帰還を命じる法螺貝が鳴り響く。そこで、ようやくその手が止まった。
「佐助の傷は軽いそうだぞ、幸村よ。良かったな」
真田の屋敷にて、本陣より帰還した信玄が幸村にそう告げる。
広間でじっと正座をし、動こうとしない幸村に眉をひそめた。
「槍の傷は貫通しておったが、五臓等は傷ついておらん。もう会いに行ってもよしと医師も言っておった、行かんのか?」
「…お館様……某は、怖いのです」
「こわいじゃと?」
怖いなどと思っても見ない事を言われ、信玄が驚くというよりもいささか面食らう。拳を膝の上で握り締め、ぎゅっと目を瞑った
「佐助が、まさか某を庇って‥傷を負うとは思ってもいなく…」
「‥―それは佐助がお主の部下だからじゃ。別でいえば、お主もわしが危機に晒されたら助けてくれるか?」
「むっ、無論!!」
「その気持ちと、佐助のした行動は同じじゃ。他には?」
「‥‥」
「ないか?ならば礼を言ってこい」
「は、は…その、お館様。

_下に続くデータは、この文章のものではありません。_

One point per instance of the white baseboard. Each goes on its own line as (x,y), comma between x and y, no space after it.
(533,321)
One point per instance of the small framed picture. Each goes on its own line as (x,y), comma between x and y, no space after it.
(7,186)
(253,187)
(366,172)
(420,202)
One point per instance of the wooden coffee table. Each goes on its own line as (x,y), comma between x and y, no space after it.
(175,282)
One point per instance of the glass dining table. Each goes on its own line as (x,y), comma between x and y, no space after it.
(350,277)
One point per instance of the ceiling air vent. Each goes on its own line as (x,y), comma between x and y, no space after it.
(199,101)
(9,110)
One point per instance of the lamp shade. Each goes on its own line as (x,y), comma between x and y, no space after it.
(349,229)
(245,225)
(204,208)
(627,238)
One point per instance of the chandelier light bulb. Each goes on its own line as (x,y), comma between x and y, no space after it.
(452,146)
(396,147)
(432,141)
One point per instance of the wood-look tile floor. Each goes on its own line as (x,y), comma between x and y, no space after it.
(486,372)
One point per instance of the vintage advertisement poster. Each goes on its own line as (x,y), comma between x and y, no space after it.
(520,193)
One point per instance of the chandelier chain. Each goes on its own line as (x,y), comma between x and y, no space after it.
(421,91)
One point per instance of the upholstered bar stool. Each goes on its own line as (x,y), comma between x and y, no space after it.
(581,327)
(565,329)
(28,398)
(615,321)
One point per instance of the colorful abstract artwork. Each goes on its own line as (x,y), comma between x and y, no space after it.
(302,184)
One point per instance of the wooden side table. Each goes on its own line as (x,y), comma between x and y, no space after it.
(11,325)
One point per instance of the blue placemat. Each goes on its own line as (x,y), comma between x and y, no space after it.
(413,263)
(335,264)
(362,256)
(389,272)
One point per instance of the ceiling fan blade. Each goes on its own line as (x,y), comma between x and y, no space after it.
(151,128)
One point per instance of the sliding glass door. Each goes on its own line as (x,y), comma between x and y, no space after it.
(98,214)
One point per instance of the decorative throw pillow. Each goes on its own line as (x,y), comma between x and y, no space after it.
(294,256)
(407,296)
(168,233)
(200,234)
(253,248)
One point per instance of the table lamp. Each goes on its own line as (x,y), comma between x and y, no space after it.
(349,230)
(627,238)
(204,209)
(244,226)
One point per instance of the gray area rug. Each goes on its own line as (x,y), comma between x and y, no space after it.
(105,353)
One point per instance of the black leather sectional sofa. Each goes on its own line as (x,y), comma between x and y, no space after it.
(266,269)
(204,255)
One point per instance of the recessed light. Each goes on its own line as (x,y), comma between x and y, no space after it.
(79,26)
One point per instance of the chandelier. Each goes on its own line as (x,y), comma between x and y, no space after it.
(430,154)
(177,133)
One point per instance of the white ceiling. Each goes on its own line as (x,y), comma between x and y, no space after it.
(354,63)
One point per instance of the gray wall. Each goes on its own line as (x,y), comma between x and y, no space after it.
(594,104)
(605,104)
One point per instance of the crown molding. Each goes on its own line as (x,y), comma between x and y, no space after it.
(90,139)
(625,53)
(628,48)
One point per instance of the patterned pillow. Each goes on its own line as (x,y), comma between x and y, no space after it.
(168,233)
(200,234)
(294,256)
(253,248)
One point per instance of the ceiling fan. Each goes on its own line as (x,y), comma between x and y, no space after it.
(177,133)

佐助は、元の佐助に戻りますか?」
「……………。」
信玄からの返事はない。己の気まずさに幸村は頭を下げ、退出しようとした
「待て、幸村。お主らしくもないと思ったが……佐助が元の佐助に戻るかじゃと?」
「そ、それは…‥」
「何があったのかは知らんが、お主は佐助を恐れておるな…違うか?」
「‥」
信玄の言葉に、幸村は顔を俯かせた
戦場で見た無意識のまま殺戮をした姿
佐助の、まるで別人のような性格を見て幸村はわからなくなっていたのだ。
いったい、どちらが本当の佐助なのか。自分の知っている佐助が、偽りのような気がした
「……。」
「どうした、幸村。下ばかり向いて黙っておるな!!返事をせい!」
「…お、お見事でございます、お館様」
「馬鹿者!!!」
馬鹿者、そう叫ぶ前に信玄から熱い拳が繰り出され顔面にその拳を受けた幸村が飛ばされた
「はぐあぁっ!!」
「幸村、己の未熟を嘆く前に、なぜ佐助がそなたを助けたのかを知れ!!!お前が佐助を恐れるなどと…持っての他じゃ。それがわからなければ、そなたに佐助を部下として扱う資格などない!!」
派手な水音をたてて池に落ちる。飛沫を上げて、沈んだ体が池の表面から出てきた頃には既に信玄の姿はなかった
「………。」
ぼんやりとした面持ちで信玄の言葉を口の中で反映する。拳は、今まで受けた中で一番痛かった
ぴちゃぴちゃと音を鳴らして廊下を歩く
濡れたままで部屋へと入った幸村は、布団で寝ていた佐助を見つめる。
「…」
寝ている佐助を見たのは、初めてだ。ずっと一緒だったのに、なんてちぐはぐな思いが浮かぶ。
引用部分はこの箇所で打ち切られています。